I have a 1950's   26" Schwinn Straight Bar frame with the no. L 45893 and i want to put it back on the road. I searched the web and came up with these dates 
1954.... 06/23 to 06/28 Serial numbers start at L41765 through L55181..........and for the year 1956   08/04 to 08/08 Serial numbers start at-----L40552 through L64617. how can i pinpoint the exact year and most importantly what bike it was .... The numbers are located on the left rear dropout axle mount.. when i got the bike i supposed the springer fork and stem was original..  the springer fork has AS bolts only on the crown where the spring is at and i am guessing it's a panther. Could my springer fork be a middle weight fork?? and was added later on?? I noticed on 50's balloon panther bikes the springer fork has a bracket that wraps around the forks and you pass the bolt through the bracket to connect the forks together..... mine the bolt runs straight through the forks just like i saw on a middle weight phantom what do you think?? 1956 hornets were a cantilever frame so that X my bike as a 56 hornet

My concern are I don't want to buy parts for a Panther when I have a Hornet or even a Wasp and they are not the right parts for the frame.
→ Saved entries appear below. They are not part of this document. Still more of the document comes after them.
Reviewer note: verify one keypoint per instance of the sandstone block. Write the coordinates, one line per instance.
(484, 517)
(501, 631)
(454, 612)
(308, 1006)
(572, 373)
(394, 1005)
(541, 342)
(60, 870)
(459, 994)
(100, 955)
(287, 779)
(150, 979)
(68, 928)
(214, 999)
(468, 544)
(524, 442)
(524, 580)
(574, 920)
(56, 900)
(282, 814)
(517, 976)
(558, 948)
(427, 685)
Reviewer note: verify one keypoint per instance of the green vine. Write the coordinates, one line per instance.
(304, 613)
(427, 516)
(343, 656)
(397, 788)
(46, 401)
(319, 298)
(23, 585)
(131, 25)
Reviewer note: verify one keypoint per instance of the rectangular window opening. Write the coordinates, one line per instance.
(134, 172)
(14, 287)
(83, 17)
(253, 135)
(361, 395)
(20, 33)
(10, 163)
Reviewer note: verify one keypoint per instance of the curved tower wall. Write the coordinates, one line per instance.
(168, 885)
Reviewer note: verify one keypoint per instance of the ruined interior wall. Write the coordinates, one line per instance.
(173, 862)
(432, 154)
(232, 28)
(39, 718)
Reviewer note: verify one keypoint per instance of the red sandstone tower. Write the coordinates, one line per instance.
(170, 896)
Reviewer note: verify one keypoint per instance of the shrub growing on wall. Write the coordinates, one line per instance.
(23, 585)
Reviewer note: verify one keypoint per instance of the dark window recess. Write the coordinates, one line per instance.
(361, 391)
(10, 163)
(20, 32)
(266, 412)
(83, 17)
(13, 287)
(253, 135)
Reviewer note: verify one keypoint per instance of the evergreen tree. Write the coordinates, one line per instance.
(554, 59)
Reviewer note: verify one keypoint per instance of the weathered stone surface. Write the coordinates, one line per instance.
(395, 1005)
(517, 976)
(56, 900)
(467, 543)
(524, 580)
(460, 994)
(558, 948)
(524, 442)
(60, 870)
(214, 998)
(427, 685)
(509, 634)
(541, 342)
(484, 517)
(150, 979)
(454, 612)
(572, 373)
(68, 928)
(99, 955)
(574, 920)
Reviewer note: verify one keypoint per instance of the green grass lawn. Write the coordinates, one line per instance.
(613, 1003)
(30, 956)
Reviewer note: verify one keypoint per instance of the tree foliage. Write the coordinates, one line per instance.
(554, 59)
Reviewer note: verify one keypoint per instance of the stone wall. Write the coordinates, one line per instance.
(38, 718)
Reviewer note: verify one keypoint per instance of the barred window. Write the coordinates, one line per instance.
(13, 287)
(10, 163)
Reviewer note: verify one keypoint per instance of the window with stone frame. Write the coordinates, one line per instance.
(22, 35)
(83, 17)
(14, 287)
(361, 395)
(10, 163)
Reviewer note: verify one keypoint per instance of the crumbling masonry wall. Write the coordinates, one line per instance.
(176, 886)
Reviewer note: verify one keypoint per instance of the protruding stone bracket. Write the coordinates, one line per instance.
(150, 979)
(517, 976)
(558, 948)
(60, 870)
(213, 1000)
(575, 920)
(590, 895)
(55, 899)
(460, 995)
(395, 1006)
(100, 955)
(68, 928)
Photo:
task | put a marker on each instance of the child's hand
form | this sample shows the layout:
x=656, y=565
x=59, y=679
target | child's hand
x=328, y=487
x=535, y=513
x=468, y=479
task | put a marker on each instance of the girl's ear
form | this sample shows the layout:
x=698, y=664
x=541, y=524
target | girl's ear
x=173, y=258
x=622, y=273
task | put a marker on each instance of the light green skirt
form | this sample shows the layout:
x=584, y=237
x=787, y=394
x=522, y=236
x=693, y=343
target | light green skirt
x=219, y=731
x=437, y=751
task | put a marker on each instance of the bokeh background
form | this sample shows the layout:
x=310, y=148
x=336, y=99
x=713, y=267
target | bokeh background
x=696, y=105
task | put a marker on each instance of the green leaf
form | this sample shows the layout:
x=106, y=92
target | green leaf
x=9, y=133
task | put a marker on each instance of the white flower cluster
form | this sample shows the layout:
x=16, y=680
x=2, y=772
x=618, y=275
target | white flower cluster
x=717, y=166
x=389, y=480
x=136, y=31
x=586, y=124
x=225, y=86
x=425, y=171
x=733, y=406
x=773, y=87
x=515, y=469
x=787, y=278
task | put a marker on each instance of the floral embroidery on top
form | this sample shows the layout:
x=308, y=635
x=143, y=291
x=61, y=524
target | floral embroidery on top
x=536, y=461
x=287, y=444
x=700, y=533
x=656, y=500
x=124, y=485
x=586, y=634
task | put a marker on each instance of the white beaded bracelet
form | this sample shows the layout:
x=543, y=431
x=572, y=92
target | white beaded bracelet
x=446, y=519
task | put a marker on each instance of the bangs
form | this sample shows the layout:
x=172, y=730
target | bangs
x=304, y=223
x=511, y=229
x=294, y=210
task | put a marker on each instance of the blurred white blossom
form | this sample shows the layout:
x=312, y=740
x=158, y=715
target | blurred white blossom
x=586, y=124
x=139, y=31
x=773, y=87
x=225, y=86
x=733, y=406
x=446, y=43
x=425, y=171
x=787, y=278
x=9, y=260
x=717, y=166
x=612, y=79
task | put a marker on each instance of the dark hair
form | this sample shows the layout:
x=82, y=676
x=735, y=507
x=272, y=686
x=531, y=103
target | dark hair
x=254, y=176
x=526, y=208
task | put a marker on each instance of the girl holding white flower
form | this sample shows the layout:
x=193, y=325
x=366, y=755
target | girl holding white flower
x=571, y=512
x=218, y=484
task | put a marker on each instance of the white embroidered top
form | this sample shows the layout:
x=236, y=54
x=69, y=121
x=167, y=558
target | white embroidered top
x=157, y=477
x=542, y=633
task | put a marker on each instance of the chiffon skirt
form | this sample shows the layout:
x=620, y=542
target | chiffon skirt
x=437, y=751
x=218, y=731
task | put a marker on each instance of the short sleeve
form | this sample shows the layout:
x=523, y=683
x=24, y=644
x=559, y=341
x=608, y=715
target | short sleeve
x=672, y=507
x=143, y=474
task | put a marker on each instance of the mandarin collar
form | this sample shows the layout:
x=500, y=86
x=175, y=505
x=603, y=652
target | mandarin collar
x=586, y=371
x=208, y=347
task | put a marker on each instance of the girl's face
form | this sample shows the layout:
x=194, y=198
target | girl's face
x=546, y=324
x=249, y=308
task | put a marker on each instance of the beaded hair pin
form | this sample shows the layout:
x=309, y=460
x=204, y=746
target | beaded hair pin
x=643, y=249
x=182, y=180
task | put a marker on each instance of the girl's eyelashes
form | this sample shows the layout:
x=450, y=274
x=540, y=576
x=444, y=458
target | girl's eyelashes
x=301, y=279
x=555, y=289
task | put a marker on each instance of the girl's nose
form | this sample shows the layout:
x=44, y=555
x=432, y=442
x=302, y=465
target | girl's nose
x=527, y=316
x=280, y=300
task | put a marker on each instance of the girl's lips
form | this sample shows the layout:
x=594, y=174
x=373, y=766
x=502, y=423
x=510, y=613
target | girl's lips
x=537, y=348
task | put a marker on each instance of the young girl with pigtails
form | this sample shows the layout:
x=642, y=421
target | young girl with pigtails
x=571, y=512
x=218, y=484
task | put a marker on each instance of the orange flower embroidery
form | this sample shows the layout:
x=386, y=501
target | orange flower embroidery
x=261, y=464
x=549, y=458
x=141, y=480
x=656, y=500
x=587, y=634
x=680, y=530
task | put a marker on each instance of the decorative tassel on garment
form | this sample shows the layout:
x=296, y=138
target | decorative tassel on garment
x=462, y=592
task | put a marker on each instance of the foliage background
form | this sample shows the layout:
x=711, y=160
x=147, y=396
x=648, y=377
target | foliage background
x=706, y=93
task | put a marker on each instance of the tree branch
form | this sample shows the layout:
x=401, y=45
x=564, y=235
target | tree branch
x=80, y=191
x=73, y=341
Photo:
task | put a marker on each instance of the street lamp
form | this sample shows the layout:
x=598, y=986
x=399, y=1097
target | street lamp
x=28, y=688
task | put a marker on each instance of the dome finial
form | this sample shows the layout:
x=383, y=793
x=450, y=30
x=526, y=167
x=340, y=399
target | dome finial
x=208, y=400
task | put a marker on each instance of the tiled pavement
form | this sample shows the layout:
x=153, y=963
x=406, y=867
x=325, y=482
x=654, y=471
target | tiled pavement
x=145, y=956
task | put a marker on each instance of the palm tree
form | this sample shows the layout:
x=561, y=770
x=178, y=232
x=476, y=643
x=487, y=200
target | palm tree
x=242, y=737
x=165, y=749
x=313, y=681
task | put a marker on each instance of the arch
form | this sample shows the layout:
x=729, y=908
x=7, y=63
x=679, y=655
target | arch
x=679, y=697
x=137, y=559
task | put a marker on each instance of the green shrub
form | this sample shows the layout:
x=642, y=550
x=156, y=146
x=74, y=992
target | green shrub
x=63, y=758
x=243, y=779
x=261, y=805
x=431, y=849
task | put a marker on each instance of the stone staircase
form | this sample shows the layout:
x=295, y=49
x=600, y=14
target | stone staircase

For instance I have been reading and seeing pictures on the internet, that bikes like my style had skiptooth sprocket and some did not, so before I can buy hubs , rims , chain even a sprocket I need to know.. same with the AS bolts I don't want to start buying bolts when my front end needs forks and truss rods.. I am trying to research but it's slow..

how can i tell if this frame is a balloon or a middle weight?? my 26" 2.125 tires fitted the fork with fenders no problem?? 
got knowledge of the springer forks for middle weight and ballooners and bicycle frame sizes??


----------



## rustyspoke66 (Feb 23, 2010)

From what I can tell your bike was made between June 23rd to 28th 1954.


----------



## rustyspoke66 (Feb 23, 2010)

P.S. your bike could be one of many different models like a Hornet or Panther. If the frame and fork is all you have I would pick wich ever bike you like best, build it and ride it.


----------



## PCHiggin (Feb 24, 2010)

Your bike is a ballooner. All middleweights used cantilever frames.

Pat


----------



## PCHiggin (Feb 24, 2010)

I can't edit my posts. I meant to write that all m/w's of that era used the cantilever frame.Schwinn used a different style in mid/late '61 and '62 on a few entry level models.

Pat


----------



## Strings-n-Spokes (Feb 24, 2010)

Is this pretty close?

http://cgi.ebay.com/Schwinn-Mens-St...emQQptZLH_DefaultDomain_0?hash=item4a9eacf6d6


----------



## chriscokid (Feb 24, 2010)

okay Cool

 what about the springer fork... mine the bolt runs straight through the forks just like i saw on a middle weight phantom  and others have a bracket that wraps around the forks and you pass the bolt through the bracket to connect the forks together..


----------



## Strings-n-Spokes (Feb 24, 2010)

I'm not %100 sure, but I don't think that type of knee action springer  shows up on middleweight bikes.  Also '54 seems early for a middleweight bike. It looks kinda like the original paint on the frame matches the fork.  But I am not a Schwinn expert by any means.


----------



## PCHiggin (Feb 24, 2010)

*No middleweight Phantom*

They never made such a thing back then. Your style fork was the standard springer beginning sometime in '54 when they dropped the locking unit.

Pat


----------



## chriscokid (Feb 24, 2010)

alright thanks strings-and spokes , pchiggin and rustyspoke66  for the information and input guys i was just skeptical about a few things   i guess i'll call it a 1954 panther what do you all think?? underneath all that orange & black there is some red so that gives me some indication of what color the bike was.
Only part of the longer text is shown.